Stanowisko przewodniczącego Rady Naukowej Konferencji Episkopatu Polski w sprawie powieści
"Kod Leonarda da Vinci"

Jedna z amerykańskich wytwórni filmowych zamierza sfilmować "Kod Leonarda da Vinci"
autorstwa Dana Browna - antykatolicką powieść, przetłumaczoną dotychczas na kilkadziesiąt
języków i sprzedaną w wielomilionowym nakładzie. Biorąc pod uwagę, że autor powieści w
sposób dowolny miesza fakty z wytworami własnej fantazji, przedstawiając je jako twierdzenia
naukowe, jako przewodniczący Rady Naukowej Konferencji Episkopatu Polski czuję się
zobowiązany do zajęcia stanowiska w tej kwestii.

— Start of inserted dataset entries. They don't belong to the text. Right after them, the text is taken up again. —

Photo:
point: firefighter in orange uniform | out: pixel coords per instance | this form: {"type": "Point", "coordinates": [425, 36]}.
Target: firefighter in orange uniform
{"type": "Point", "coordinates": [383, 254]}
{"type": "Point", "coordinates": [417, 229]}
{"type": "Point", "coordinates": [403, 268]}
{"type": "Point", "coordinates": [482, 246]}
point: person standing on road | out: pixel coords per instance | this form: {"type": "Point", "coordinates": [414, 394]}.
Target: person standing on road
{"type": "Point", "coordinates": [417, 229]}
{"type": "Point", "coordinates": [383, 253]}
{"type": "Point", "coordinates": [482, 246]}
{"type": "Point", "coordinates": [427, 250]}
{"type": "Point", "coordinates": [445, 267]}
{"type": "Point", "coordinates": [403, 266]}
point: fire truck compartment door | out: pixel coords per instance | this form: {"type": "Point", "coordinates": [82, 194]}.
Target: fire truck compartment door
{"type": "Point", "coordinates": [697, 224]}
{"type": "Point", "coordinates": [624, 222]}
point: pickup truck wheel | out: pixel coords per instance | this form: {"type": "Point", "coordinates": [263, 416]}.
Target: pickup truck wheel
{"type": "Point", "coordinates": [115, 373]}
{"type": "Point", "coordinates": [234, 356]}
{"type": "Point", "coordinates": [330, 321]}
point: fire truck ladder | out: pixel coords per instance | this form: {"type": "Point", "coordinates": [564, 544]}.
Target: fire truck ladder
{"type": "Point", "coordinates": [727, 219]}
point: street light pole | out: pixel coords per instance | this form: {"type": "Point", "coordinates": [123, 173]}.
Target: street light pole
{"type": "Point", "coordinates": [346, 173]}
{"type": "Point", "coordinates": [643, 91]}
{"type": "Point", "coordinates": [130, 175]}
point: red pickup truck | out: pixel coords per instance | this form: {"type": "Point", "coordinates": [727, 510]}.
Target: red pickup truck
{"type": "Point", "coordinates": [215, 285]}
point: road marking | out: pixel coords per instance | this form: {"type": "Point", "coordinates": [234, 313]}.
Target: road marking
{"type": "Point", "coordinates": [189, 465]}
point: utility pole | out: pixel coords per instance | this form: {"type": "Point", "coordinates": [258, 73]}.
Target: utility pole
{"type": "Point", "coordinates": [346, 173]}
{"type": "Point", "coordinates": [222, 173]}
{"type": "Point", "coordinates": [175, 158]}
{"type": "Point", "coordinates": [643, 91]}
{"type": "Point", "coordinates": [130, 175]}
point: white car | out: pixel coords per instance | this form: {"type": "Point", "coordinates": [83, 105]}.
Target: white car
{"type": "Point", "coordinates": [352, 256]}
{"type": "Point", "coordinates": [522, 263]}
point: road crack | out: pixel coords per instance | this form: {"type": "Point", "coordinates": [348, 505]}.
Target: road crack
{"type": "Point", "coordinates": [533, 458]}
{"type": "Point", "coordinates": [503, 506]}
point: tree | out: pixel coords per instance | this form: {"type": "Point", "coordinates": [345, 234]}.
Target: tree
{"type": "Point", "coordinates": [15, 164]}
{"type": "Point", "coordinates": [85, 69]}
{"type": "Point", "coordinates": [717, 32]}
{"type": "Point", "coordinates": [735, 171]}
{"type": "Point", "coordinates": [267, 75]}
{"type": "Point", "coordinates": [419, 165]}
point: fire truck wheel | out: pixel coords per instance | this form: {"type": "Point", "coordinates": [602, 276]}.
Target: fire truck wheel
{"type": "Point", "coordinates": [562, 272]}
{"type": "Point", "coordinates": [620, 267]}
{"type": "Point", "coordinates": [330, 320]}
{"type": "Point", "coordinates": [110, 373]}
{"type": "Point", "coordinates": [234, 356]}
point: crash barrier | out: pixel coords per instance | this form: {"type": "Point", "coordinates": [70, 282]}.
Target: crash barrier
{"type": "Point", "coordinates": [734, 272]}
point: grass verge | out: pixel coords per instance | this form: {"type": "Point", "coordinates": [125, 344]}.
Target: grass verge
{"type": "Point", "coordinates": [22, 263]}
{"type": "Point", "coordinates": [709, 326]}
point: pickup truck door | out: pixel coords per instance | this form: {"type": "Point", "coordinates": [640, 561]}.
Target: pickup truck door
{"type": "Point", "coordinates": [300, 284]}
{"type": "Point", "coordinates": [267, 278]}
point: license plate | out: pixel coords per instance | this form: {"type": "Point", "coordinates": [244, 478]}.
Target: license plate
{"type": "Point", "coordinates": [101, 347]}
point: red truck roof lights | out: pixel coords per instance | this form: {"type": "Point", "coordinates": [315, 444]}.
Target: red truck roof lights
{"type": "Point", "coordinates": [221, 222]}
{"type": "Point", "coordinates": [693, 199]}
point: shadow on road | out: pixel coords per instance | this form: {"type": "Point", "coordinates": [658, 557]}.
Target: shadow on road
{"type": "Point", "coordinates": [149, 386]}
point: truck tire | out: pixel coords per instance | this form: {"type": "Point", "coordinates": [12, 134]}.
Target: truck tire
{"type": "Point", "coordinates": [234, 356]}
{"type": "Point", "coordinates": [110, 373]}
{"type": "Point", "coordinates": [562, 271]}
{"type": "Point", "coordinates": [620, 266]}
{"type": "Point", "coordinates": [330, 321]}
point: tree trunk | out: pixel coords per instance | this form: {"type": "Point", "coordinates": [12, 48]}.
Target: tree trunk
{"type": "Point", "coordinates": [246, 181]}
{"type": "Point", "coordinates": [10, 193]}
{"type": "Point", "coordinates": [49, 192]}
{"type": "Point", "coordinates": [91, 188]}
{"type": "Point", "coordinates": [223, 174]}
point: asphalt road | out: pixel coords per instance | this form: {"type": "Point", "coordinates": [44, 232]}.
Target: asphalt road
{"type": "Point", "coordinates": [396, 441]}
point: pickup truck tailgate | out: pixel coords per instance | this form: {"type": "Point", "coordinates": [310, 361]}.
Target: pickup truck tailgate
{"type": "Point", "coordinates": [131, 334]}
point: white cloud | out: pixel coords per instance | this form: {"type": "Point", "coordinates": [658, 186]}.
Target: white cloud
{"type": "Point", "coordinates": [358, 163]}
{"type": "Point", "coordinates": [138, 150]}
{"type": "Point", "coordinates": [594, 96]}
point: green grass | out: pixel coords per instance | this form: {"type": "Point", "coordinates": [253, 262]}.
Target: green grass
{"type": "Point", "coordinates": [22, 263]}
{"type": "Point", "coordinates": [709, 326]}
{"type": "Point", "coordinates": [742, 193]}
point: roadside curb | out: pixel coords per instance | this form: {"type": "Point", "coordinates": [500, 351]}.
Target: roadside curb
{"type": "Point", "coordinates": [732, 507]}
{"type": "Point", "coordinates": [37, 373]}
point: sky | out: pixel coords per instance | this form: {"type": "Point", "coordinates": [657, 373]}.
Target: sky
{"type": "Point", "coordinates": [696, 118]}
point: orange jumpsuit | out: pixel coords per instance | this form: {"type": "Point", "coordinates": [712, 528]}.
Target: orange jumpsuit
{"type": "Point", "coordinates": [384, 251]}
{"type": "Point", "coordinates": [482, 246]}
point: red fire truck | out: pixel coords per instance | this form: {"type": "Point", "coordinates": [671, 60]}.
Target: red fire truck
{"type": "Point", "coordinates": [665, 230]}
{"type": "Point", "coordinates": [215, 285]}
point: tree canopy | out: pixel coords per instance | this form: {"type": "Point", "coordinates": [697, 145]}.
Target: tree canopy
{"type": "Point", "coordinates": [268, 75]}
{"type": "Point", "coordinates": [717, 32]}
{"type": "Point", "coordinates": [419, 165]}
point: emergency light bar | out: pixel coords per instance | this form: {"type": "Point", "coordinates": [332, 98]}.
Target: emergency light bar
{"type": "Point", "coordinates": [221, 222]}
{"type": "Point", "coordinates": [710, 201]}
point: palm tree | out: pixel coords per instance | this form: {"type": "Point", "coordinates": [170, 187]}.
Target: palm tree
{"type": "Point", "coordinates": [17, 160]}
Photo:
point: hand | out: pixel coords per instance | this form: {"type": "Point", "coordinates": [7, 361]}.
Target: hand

Dla milionów ludzi powieść ta staje się bowiem
pierwszą, a może nawet jedyną okazją do kontaktu z historią Kościoła i doktryną chrześcijańską.
Przedstawienie obu tych obszarów nauk w kłamliwy sposób rodzi określone groźne
konsekwencje.

Powieść zawiera następujące fałszywe historycznie i teologicznie twierdzenia:

1. Chrześcijanie od początku nie wierzyli w Bóstwo Jezusa Chrystusa. Dogmat ten nakazał
przyjąć ze względów politycznych Cesarz Konstantyn na soborze w Nicei w 325 roku.

2. Jezus nie żył w bezżeństwie. Jego "żoną" była Maria Magdalena, której Jezus miał powierzyć
kierowanie Kościołem. Urodziła ona potomstwo Jezusa, które dało początek francuskiej dynastii
Merowingów, uważanej przez autora za tzw. Świętego Graala.

3. Jezus i Maria Magdalena mieli rzekomo reprezentować dwojakość męsko-żeńską (tak jak Mars
i Atena, Izis i Ozyrys); pierwsi naśladowcy Jezusa mieli ubóstwiać "boską kobiecość"; kobiecemu
pierwiastkowi boskości była i jest oddawana cześć w sekretnej organizacji zwanej "Zakon
Syjonu", do której miał należeć m.in. Leonardo da Vinci.

4. Według autora książki, Kościół Katolicki, stworzony przez Konstantyna w roku 325, w ciągu
dziejów prześladował niewinnych czcicieli "boskiej kobiecości", paląc na stosach tysiące
czarownic, niszcząc wszystkie gnostyczne "ewangelie" i pozostawiając tylko cztery z nich - te,
które najbardziej mu odpowiadały. Według autora powieści Kościół rzekomo stara się nie
dopuścić, by bohaterowie odkryli światu tajemnicę, że Graal to dzieci Jezusa i Marii Magdaleny, i
że pierwszy bóg gnostycznych "chrześcijan" był kobietą.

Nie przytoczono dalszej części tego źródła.